Scanning electrochemical microscopy: theory and experiment for the positive feedback mode with unequal diffusion coefficients of the redox mediator couple

Abstract

Abstract Theory for the chronoamperometric positive feedback mode of the scanning electrochemical microscope (SECM) is extended to include the situation where the oxidised and reduced forms of the redox mediator couple have arbitrary diffusion coefficients. Under typical positive feedback conditions, the solution initially contains a redox-active species, R, along with excess supporting electrolyte. The potential of the tip ultramicroelectrode (UME), positioned close to an interface of interest, is adjusted to a value where R is electrolysed to produce species O at a diffusion-controlled rate. O diffuses away from the tip towards the interface, where the reverse redox reaction occurs leading to the production, and diffusional feedback of R for electrolysis at the tip electrode. When positive feedback measurements are carried out under diffusion-controlled chronoamperometric conditions, the form of the normalised current–time behaviour, at a particular tip to interface distance, is found to be sensitive to the ratio of the diffusion coefficients of the O/R couple. As a steady-state is established, the normalised current becomes independent of the diffusion coefficient ratio and depends only on the tip to interface distance.

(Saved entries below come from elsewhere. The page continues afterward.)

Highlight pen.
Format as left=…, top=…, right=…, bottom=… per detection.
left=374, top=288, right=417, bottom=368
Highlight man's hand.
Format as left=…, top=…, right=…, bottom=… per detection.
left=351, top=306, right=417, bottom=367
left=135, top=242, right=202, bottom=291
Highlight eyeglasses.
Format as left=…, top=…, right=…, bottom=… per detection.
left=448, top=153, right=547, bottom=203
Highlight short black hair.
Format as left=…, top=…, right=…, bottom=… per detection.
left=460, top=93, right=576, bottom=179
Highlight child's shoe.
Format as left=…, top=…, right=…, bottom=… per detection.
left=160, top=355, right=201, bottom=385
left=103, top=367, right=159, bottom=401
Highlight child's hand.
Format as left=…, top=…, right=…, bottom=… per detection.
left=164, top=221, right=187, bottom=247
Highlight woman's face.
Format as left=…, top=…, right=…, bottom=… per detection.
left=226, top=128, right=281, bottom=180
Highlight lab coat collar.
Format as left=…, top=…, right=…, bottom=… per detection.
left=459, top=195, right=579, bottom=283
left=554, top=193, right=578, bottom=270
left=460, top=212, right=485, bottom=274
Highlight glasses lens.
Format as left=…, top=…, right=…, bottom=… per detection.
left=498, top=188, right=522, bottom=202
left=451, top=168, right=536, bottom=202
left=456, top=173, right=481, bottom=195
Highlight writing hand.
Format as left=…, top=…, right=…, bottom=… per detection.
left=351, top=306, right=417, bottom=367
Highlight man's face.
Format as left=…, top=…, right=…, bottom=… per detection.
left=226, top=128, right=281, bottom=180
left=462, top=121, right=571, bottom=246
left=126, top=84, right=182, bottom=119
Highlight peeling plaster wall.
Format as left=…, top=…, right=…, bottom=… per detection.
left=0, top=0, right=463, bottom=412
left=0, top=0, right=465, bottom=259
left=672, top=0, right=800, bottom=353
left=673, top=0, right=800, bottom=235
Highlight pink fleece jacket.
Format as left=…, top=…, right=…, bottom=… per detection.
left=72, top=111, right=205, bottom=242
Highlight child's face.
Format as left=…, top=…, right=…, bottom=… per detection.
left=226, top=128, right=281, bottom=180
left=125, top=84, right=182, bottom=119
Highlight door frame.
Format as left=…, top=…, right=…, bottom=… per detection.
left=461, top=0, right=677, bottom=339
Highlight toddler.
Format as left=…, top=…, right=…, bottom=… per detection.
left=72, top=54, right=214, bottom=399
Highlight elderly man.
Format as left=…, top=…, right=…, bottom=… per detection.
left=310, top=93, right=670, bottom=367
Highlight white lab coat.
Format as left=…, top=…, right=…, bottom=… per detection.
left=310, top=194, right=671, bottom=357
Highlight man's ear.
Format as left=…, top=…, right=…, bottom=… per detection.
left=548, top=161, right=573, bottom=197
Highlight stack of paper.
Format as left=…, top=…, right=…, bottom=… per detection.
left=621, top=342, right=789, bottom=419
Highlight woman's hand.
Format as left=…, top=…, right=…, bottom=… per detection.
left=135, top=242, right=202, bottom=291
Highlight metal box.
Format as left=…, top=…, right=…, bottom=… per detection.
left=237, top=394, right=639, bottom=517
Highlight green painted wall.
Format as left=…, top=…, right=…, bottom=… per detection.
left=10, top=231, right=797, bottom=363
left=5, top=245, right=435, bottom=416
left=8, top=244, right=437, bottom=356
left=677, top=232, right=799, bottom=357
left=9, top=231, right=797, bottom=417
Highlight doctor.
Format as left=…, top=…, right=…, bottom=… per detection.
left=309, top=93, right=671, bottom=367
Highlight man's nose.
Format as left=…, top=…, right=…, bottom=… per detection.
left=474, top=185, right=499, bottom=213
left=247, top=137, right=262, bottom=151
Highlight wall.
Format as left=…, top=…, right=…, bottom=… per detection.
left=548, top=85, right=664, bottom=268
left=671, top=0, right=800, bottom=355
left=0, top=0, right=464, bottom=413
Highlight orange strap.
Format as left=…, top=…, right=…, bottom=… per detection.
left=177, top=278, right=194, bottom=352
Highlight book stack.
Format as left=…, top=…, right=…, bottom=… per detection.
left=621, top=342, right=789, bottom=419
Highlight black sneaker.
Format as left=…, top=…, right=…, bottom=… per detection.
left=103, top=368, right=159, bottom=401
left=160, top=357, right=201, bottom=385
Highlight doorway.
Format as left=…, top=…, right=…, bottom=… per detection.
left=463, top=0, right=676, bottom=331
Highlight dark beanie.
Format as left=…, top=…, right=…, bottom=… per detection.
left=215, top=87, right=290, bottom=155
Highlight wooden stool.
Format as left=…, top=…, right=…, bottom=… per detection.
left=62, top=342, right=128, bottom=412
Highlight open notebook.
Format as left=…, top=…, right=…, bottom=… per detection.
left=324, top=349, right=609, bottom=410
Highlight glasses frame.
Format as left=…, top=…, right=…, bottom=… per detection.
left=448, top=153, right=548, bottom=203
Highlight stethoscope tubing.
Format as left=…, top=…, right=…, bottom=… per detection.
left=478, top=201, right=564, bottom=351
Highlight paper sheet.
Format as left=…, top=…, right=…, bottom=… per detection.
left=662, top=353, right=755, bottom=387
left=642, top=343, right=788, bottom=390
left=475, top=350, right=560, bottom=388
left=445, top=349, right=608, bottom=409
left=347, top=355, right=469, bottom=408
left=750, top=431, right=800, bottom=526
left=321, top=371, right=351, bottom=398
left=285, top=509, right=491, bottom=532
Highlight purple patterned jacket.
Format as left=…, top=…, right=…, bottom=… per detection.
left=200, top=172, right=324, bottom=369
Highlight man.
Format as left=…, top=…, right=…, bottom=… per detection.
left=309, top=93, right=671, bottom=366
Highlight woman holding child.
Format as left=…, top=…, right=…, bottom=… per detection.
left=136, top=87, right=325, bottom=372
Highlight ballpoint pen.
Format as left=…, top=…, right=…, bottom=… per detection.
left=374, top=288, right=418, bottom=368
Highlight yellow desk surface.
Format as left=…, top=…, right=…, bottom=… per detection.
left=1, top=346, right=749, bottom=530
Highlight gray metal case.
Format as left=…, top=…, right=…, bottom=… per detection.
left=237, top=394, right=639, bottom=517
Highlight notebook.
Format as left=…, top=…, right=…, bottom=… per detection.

Experimental measurements on the chronoamperometric oxidation of ferrocene (Fc) in acetonitrile solution at a Pt tip UME positioned close to a Pt substrate electrode, provide support for the theoretical predictions and demonstrate that the diffusion coefficient ratio can readily be determined from SECM chronoamperometry. Although Fc and Fc + are often assumed to have the same diffusion coefficients, steady-state and chronoamperometric measurements at a conventional UME yield a value of 2.0×10 −5 cm 2 s −1 for the diffusion coefficient of Fc, while SECM chronoamperometry indicates that the diffusion coefficient of Fc + is 1.6×10 −5 cm 2 s −1 .